For people to have the idea that it's okay to force PC users to have higher file sizes is okay just because they can add more space is sort of childish. Since console users have the same exact option to use external hard drives, so why not force them to go out and fork over money for more space? On top of the PCs require a lot more room to allow maintenance to even run. Being both a PC and console user my console does everything for me with very little space needed. The point is a 1tb HD doesn't allow a lot of games to be installed on it, high end that is. One spends 60$ on a game to play then is forced to go and purchase a HD for another 60$+ to play that game. And then people sit here and say there's nothing wrong with this? Also when it gives system requirements they should tell buyers they'll need 175gb to install as this is false. They should keep it updated so one knows not to buy it if they dont have 230GB to spare.
 
Biggest issue to me is that I don't like reinstalling games, so I'd have to add spinners back to my build to mitigate the problem. Or set up another iSCSI target on my NAS...

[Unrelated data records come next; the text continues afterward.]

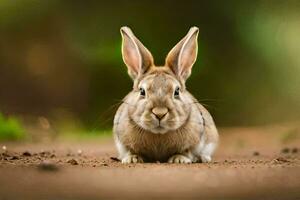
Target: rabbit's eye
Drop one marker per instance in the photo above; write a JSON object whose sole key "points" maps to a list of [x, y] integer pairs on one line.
{"points": [[176, 92], [142, 92]]}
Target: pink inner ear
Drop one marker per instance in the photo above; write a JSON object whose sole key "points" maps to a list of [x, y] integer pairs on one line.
{"points": [[131, 57], [188, 57]]}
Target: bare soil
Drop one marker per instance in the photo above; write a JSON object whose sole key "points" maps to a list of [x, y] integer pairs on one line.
{"points": [[250, 163]]}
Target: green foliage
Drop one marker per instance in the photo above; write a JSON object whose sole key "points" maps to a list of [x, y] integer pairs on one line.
{"points": [[10, 128]]}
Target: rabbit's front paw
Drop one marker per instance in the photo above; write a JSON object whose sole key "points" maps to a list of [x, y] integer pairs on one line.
{"points": [[179, 159], [132, 159]]}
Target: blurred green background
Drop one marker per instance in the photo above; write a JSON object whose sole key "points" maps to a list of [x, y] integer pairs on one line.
{"points": [[61, 65]]}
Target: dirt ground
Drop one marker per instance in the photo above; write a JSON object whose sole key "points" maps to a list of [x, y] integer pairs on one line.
{"points": [[250, 163]]}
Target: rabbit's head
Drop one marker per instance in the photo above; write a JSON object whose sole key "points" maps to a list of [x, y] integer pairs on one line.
{"points": [[159, 101]]}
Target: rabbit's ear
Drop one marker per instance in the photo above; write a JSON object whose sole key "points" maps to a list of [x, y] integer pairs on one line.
{"points": [[135, 55], [182, 57]]}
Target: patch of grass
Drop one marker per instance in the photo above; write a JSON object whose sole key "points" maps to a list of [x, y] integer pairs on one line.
{"points": [[10, 128]]}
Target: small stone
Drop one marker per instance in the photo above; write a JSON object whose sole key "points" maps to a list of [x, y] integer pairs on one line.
{"points": [[115, 159], [285, 150], [280, 160], [72, 162], [295, 150], [52, 156], [47, 166], [79, 152], [14, 158], [26, 153]]}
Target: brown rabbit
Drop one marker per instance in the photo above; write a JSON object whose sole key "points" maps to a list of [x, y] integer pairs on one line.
{"points": [[159, 120]]}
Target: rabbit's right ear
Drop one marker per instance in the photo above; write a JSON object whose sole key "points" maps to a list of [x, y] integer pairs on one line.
{"points": [[136, 56], [182, 57]]}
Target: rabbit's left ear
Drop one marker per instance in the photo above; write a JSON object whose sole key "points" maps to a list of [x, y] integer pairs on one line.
{"points": [[182, 57], [135, 55]]}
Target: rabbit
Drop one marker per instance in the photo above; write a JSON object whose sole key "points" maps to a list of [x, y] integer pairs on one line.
{"points": [[159, 120]]}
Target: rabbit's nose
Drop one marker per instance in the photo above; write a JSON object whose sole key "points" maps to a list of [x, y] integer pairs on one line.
{"points": [[160, 112]]}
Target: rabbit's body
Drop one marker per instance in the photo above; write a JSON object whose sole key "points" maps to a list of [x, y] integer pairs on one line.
{"points": [[161, 125]]}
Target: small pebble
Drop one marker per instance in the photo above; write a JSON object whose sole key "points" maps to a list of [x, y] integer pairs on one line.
{"points": [[26, 153], [285, 150], [72, 162], [295, 150], [79, 152], [47, 166]]}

This is mainly because desktops just don't have enough PCIe lanes for multiple NVMe SSDs, and at the same time, larger M.2 SSDs are just too expensive, putting a 'reasonable' cap on the max high-speed local storage one can have without having to resort to less reasonable measures like HEDT platforms or say external Thunderbolt SSD arrays.
 
Are you able to use a cache server to help speed up multiple installs of a game from Steam? I had it setup on an old NAS like 10+ years ago when I hosted LAN parties a lot, but I messed with squid since then. I seem to remember reading something a while back about the protocol being changed, or something changing in the steam download process that made it not work anymore.
 
From what I gather Linus from linustechtips still seems to have a steamcache server running for his company.
 
Really have no idea; main issue is that with a faster internet connection, having an 'archived' copy of the game's folder isn't that useful since it has to be completely rechecked, and by the time you've copied it back over and rechecked it, you usually can just have reinstalled it.

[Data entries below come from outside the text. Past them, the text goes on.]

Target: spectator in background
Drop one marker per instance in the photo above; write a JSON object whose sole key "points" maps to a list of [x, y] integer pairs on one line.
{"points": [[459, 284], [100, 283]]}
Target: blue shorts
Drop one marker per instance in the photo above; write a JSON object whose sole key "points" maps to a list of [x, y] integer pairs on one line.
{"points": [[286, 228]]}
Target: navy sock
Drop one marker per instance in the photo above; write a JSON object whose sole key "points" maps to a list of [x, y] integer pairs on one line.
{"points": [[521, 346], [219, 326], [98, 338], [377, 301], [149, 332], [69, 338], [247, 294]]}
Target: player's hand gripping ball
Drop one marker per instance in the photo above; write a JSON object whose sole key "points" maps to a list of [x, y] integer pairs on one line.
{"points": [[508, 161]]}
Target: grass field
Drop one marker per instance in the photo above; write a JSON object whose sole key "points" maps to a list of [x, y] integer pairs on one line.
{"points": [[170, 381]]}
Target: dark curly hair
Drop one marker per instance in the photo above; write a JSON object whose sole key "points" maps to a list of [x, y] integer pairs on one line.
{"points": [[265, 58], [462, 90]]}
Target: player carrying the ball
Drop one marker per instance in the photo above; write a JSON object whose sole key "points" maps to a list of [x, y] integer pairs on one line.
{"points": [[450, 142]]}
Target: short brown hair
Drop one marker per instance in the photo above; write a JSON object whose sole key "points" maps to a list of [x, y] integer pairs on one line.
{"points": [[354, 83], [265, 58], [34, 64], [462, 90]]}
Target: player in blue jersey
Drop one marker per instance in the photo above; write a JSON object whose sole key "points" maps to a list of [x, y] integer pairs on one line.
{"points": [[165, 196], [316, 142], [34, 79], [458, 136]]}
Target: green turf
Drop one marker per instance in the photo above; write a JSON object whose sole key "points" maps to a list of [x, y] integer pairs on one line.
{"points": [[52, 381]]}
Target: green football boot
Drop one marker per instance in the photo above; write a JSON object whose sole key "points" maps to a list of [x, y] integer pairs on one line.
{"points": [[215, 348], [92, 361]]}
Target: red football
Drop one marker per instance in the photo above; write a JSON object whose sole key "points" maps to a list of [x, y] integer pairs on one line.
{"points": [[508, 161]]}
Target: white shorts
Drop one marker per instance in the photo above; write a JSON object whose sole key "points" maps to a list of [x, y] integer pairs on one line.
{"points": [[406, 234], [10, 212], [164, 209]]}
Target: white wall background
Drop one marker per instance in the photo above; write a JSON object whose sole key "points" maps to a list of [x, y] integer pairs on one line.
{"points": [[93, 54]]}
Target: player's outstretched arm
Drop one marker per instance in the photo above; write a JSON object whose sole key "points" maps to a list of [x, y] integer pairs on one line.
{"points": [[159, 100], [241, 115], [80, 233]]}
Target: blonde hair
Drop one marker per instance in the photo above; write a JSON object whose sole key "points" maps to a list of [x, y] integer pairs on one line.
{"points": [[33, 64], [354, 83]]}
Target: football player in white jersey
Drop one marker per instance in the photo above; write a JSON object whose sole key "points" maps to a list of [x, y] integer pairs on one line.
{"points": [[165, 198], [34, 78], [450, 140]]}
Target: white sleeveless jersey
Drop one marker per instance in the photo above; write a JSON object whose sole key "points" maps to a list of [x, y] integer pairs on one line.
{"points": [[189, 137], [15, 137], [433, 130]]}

And that's just Steam... what to do about Origin, UPlay, Xbox Live, Epic, etc.?

Honestly I wish that was a 'supported feature' that was common to these services, i.e., allow you to maintain an 'archive' copy somewhere locally that stays updated. I kind of feel that that'd be useful for desktops and consoles.
 
Really have no idea; main issue is that with a faster internet connection, having an 'archived' copy of the game's folder isn't that useful since it has to be completely rechecked, and by the time you've copied it back over and rechecked it, you usually can just have reinstalled it.

And that's just Steam... what to do about Origin, UPlay, Xbox Live, Epic, etc.?

Honestly I wish that was a 'supported feature' that was common to these services, i.e., allow you to maintain an 'archive' copy somewhere locally that stays updated. I kind of feel that that'd be useful for desktops and consoles.

Back when I hosted one for Steam it didn't work like that. If the data stored on the cache server was different from what was stored on Steams servers then you'd only download the new data and that'd would get added to the cache server, but you'd download everything else from the cache server at your LAN's speed.

This made it much, much easier when 4 - 5 people would be downloading a new game we wanted to play on a ~10Mbps connection or so.

Steam uses (or used) the standard HTTP protocol so nothing fancy. If Origin, Uplay, Xbox, Epic, PSN all use the same HTTP protocol then they'd be able to do it as well.
 
I think archived Steam games worked pretty well; Origin not so much, and that's where my most played games are.

And yeah, it really shouldn't be that hard!